Global stock markets may have something far more ominous to worry about than the recent spike in oil prices, with one economist seeing a 'Black Monday' scenario in the making.

The United States has been running significant budget and trade deficits for the past number of years -- spending more than it makes, and importing more than it exports -- largely funded by private Asian investors through the purchase of U.S. securities.

The rationale for Asian investors' support outside of making a profit is simple: the purchase of U.S.-dollar denominated securities keeps the U.S. dollar strong, which weakens Asian currencies and keeps products and services from these countries competitively priced.

If the buying stops, the consequences would be dire, and Morgan Stanley's chief economist Stephen Roach has spotted a worrisome trend in who's doing the buying, and it's the same trend that occurred prior to the 1987 stock market crash.

"The funding of America is an accident waiting to happen," said Mr. Roach in his weekly note.

"The day will inevitably come when foreign investors -- already heavily exposed to dollars -- will reassess risk-adjusted return expectations of U.S. securities. That's what happened in the fall of 1987, and there are increasingly worrisome signs of a replay of that same ominous chain of events."

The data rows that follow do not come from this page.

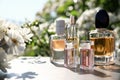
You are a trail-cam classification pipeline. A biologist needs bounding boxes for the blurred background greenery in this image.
[22,0,120,56]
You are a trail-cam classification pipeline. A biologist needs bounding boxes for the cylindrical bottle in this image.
[50,20,66,65]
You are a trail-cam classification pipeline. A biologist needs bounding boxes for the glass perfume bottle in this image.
[64,16,79,68]
[80,40,94,70]
[50,20,66,65]
[89,10,115,65]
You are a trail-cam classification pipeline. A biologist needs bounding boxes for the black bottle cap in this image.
[95,9,109,28]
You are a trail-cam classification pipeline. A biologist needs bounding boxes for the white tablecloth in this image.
[5,57,120,80]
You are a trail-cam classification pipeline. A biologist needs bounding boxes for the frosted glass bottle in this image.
[50,20,66,65]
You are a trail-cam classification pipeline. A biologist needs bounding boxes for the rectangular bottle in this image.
[50,20,66,65]
[80,40,94,70]
[90,28,115,65]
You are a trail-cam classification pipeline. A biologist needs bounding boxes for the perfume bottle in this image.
[89,10,115,65]
[80,40,94,70]
[50,20,66,65]
[64,16,79,68]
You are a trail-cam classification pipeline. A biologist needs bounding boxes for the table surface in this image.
[5,57,120,80]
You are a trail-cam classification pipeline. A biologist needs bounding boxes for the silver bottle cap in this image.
[56,20,65,34]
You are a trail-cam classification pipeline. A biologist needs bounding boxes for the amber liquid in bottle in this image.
[91,37,114,56]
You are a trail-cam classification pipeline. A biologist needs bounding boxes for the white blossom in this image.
[18,28,33,42]
[5,30,25,55]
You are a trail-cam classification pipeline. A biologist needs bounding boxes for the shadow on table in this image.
[67,68,111,78]
[16,72,38,80]
[8,72,38,80]
[68,65,120,78]
[98,65,120,73]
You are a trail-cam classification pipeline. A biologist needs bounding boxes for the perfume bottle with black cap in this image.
[89,9,115,65]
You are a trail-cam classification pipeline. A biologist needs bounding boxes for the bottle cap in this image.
[95,9,109,28]
[80,41,91,49]
[56,20,65,34]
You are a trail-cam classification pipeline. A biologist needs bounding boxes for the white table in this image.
[5,57,120,80]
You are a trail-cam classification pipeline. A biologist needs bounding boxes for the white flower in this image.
[19,28,33,42]
[5,30,25,55]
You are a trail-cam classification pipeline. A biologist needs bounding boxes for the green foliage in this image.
[23,20,54,56]
[96,0,120,13]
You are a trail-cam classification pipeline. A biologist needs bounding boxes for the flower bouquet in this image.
[0,19,33,72]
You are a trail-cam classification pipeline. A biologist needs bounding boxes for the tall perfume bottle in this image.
[89,10,115,65]
[80,40,94,70]
[50,20,66,65]
[64,16,79,68]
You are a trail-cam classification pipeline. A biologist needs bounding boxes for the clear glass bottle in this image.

At the crux of his argument is the fact that official buying (by foreign central banks and monetary authorities) of U.S. securities has picked up dramatically, rising to 35% of total net foreign purchases during the September, 2003, to June, 2004, period. This is double the long-term average, and four and a half times the 2000 to 2002 average of 7.6%.

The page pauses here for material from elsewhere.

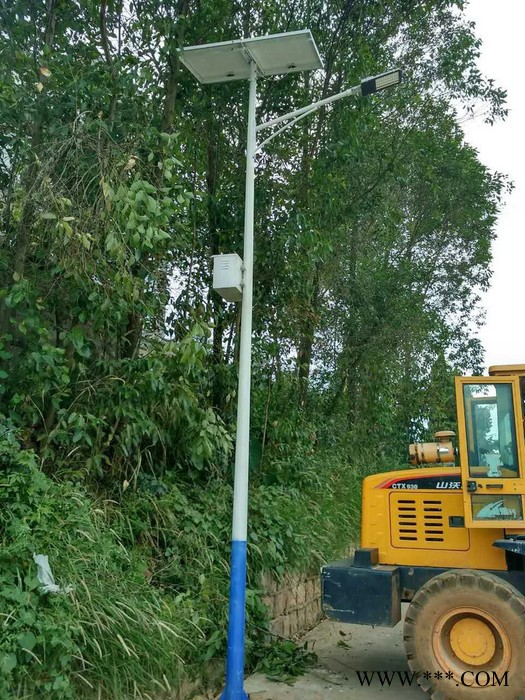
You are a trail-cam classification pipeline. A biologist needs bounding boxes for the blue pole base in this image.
[221,540,248,700]
[221,688,250,700]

This compares to the January to September, 1987, period when official purchases topped 47% or almost four times the 13% share of 1986, and according to Mr. Roach, history shows that official buying picks up in a "last-gasp" attempt to prevent sharp adjustments in asset prices and to "buy time."

"There can be little doubt as to why foreign policy makers -- especially those in Asia -- have intensified their campaign to support the dollar: lacking in domestic demand and fearful that their external demand support would be eroded by stronger home currencies, they simply can't afford to face the alternative," he said.

Official buying of U.S. securities failed to prevent the Oct. 19, 1987 global stock market crash that saw the Dow Jones industrial average plunge 22.6% in a single day, for the largest one-day drop in history and the erasing of US$500-billion in wealth.

The 1987 crash was blamed on numerous factors including irrational behaviour and program trading.

The Bank For International Settlements noted in its June, 2004, annual report that a contributing factor to the 1987 crash was the sharp build-up of U.S. dollar reserves and the interplay of this with the U.S. current account deficit.

Foreign investors are currently funding the United States' imbalances to the tune of roughly US$86-billion a month over the six months ended April, 2004. Meanwhile U.S. dollar-denominated assets have mushroomed to about 70% of the world's official holdings of foreign exchange reserve, or more than double the United States' share of the world gross domestic product.

This heavy reliance on U.S. dollar reserves makes for a greenback overhang, that Mr. Roach says "is increasingly ripe for a correction."

If the Dow Jones were to suffer a fall of the same magnitude as 1987, it would drop to roughly 7,700 from yesterday's close of 10,073.05, for what would mark a level not seen since the dismal days of October, 2002.